Vor kurzem fand ich während des Surfens im Internet die folgende kleine Glosse. Auf Grund der Berühmtheit des Autors und weil vielleicht seine Arbeiten als Artikelschreiber weniger bekannt sind, ganz abgesehen vom glänzenden Inhalt, dem sicherlich einen Platz in meinem Blog zukommt, habe ich mich entschlossen, diesen Text, obwohl er nicht von mir stammt, ins Netz zu stellen.

Umberto Eco im Semanario Espresso (30. September 1994)

»Tatsache ist, daß die Welt aufgeteilt ist zwischen Benutzern des Macintosh-Computers und Benutzern von MS-DOS-kompatiblen Computern.

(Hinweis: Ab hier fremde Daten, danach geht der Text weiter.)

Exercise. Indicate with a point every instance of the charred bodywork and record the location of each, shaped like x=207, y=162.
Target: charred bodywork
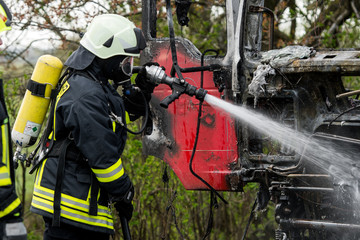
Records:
x=305, y=92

Ich bin fest davon überzeugt, daß der Macintosh katholisch und DOS protestantisch ist. Genau genommen ist der Macintosh sogar gegenreformatorisch und von der "ratio studiorum" der Jesuiten beeinflußt. Er ist heiter, freundlich, konziliant, er sagt den Gläubigen, wie sie Schritt für Schritt vorgehen müssen, um - wenn schon nicht das Himmelreich - den Moment zu erreichen, in dem ihr Dokument ausgedruckt wird. Er ist katechetisch: Das Wesen der Offenbarung wird mit einfachen Formeln und prächtigen Symbolen abgehandelt. Jeder hat ein Recht auf Erlösung.

DOS ist protestantisch oder sogar calvinistisch. Es erlaubt eine freie Interpretation der Heiligen Schrift, verlangt schwierige persönliche Entscheidungen, erlegt dem Benutzer eine subtile Hermeneutik auf und sieht es als gegeben an, daß nicht alle erlöst werden können. Damit das System funktioniert, muß man das Programm selbst interpretieren: Weit von der barocken Gemeinschaft der Feiernden entfernt, ist der Benutzer gefangen in der Einsamkeit seiner inneren Qual.

Sie mögen einwenden, daß das DOS-Universum mit dem Übergang zu Windows stärker der gegenreformatorischen Toleranz des Macintosh ähnelt. Das ist richtig: Windows stellt ein Schisma anglikanischer Art dar, große Zeremonien in der Kathedrale, doch da ist immer die Möglichkeit, zu DOS zurückzukehren, um die Dinge in Übereinstimmung mit bizarren Entscheidungen zu verändern . . .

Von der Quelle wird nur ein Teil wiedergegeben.